Da una parte, la Cina e le rinnovabili. Dall’altra, gli Stati Uniti e le fonti fossili. Al centro un bel montepremi: il futuro dell’energia globale. È questa, in sintesi, la battaglia che due dei Paesi più potenti al mondo stanno combattendo a suon di strategie energetiche, mosse geopolitiche e dazi per guadagnare la supremazia del mercato globale. Si parla di interi settori industriali coinvolti, alleanze economiche e geopolitiche, effetti a cascata sulla società e sull’ambiente. Un conflitto che in un mondo sempre più caldo sta diventando cruciale, come fa notare il New York Times in un lungo approfondimento.

Cominciamo da qualche dato. In Cina lo scorso anno sono state installate più turbine eoliche e pannelli solari che in tutto il resto del mondo. Una crescita che si sta espandendo anche fuori dai confini. Le aziende di Pechino stanno costruendo fabbriche di veicoli elettrici e batterie in Brasile, Thailandia, Marocco, Ungheria e altrove.

Gli Usa, invece, fanno pressione su Giappone e Corea del Sud affinché investano “migliaia di miliardi di dollari” nei progetti per il trasporto di gas naturale in Asia. La General Motors ha accantonato i piani per produrre motori elettrici, e investirà 888 milioni di dollari per quelli a benzina.

Già così si può comprendere lo scenario: Trump vuole mantenere il mondo agganciato ai combustibili fossili, anche se sono molto più inquinanti delle alternative rinnovabili, mentre la Cina rema nel verso opposto.

Le ragioni sono per lo più economiche: gli Usa sono il maggior produttore mondiale di petrolio e il maggiore esportatore di gas naturale, e per tornare al “dominio energetico” tanto sbandierato in campagna elettorale la strada per il tycoon sembra essere solo una. La Cina non dispone invece di petrolio o gas a casa propria, e sta puntando tutto su pannelli solari e turbine eoliche a prezzi accessibili, esportandoli in tutto il mondo. Ed è ansiosa di eliminare la dipendenza dai combustibili fossili anche per una ragione interna: la forte dipendenza dal petrolio estero, in particolare iraniano, la cui disponibilità e prezzo oscillano a causa delle crisi globali.

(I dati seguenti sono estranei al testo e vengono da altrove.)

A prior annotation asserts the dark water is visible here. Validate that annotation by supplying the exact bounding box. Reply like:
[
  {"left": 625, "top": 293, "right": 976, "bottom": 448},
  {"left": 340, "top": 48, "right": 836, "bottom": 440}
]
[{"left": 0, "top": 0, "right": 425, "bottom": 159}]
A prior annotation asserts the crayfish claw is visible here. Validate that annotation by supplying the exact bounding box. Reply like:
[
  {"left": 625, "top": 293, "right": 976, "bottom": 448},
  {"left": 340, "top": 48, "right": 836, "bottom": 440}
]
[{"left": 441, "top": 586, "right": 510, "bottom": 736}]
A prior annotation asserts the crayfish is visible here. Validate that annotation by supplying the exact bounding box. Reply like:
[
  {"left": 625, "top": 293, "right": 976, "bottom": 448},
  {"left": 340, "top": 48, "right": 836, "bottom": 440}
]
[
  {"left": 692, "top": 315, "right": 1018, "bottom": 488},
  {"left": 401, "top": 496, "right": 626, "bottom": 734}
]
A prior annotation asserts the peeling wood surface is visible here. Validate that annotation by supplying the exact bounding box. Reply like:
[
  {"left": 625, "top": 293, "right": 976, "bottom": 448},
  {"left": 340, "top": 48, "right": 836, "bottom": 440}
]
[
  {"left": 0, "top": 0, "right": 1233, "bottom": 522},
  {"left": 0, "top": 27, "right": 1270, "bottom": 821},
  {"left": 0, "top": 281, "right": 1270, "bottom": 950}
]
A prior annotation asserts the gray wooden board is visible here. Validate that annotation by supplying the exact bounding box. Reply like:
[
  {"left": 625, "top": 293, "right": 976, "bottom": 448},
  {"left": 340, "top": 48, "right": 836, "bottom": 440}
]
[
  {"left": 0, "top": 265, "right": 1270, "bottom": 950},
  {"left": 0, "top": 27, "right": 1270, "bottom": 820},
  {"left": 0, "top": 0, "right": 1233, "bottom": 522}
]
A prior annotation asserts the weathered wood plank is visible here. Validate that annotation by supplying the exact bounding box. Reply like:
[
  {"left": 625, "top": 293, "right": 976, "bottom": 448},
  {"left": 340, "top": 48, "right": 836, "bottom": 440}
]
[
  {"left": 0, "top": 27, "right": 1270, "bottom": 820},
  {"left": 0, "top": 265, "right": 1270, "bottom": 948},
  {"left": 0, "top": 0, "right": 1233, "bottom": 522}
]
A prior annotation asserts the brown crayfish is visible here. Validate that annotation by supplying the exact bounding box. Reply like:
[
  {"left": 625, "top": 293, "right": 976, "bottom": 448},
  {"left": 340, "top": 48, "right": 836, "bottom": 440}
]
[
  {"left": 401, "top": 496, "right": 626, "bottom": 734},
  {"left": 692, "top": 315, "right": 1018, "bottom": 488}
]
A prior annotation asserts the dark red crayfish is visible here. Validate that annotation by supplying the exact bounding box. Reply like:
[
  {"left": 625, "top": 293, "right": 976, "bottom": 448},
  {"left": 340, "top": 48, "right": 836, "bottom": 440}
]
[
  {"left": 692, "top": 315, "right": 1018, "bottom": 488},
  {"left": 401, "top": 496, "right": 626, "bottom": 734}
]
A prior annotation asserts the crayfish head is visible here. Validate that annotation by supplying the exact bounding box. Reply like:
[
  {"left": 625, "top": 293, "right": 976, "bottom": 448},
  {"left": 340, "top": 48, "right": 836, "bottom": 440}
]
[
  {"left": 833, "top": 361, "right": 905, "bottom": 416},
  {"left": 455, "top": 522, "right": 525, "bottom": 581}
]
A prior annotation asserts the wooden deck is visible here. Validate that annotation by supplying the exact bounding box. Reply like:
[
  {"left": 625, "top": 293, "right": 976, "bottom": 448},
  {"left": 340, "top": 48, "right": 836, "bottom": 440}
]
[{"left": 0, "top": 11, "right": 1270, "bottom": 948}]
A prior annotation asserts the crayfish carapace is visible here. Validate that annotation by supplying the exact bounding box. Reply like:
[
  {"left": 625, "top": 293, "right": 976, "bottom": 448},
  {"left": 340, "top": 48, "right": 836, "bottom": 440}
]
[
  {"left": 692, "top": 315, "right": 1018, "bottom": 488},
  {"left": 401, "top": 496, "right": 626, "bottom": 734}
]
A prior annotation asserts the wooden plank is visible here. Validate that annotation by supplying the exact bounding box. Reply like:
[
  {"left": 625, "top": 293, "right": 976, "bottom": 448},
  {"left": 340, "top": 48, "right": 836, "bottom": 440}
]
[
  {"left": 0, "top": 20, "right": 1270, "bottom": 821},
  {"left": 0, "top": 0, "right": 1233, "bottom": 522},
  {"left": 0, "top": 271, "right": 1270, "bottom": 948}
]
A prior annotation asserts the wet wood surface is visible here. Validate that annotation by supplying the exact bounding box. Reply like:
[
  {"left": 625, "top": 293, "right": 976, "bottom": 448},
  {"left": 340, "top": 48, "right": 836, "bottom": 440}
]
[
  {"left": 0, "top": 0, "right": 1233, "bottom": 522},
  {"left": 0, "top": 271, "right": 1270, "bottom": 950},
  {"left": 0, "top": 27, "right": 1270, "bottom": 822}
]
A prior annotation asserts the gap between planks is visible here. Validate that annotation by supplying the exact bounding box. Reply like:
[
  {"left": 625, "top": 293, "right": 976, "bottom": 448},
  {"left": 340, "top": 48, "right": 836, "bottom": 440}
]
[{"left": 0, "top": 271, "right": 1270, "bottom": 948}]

È vero che la Cina brucia ancora più carbone del resto del mondo ed emette più anidride carbonica di Stati Uniti ed Europa messi insieme. Ma è anche vero che il suo sviluppo tecnologico sta procedendo al galoppo. È di poche settimane fa la notizia che una delle più importanti aziende cinesi, la Catl, ha immesso sul mercato batterie intercambiabili installate nei veicoli elettrici e progettate per essere sostituite in pochi minuti presso apposite stazioni, eliminando l’annoso problema dei tempi di ricarica. Pechino detiene anche 700mila brevetti di ricerca per l’energia pulita, più della metà del totale globale.

La Cina ha anche iniziato a investire massicciamente nell’energia nucleare, un settore un tempo dominato dagli Usa. Si parla di 31 reattori in costruzione (quasi quanti ne ha il resto del mondo) e grossi investimenti nella fusione nucleare, il Santo Graal dell’energia pulita quasi illimitata.

In risposta, l’amministrazione Trump sta facendo pressioni su altri Paesi affinché aumentino l’acquisto di petrolio e gas americani. A questo serve anche l’arma dei dazi, che il tycoon è tornato a brandire proprio in queste ore. Si tratta di una completa inversione di tendenza rispetto alla politica di Joe Biden: terreni pubblici e acque federali aperti per nuove trivellazioni, accelerazione dei permessi per gli oleodotti, megadecreti per cancellare definitivamente gli incentivi alle rinnovabili.

Ma molti Stati stanno adottando alternative più pulite, che Trump lo voglia o no. Secondo l’Agenzia internazionale per l’energia, entro il 2035 solare ed eolico potrebbero diventare le due principali fonti di produzione di elettricità del pianeta, complice l’abbattimento dei costi. E gli Usa potrebbero trovarsi nella scomoda posizione di aver scommesso sul cavallo sbagliato, e aver perso anche quel po’ di terreno che avevano recuperato con l’amministrazione Biden. Con tanti saluti dalla Cina.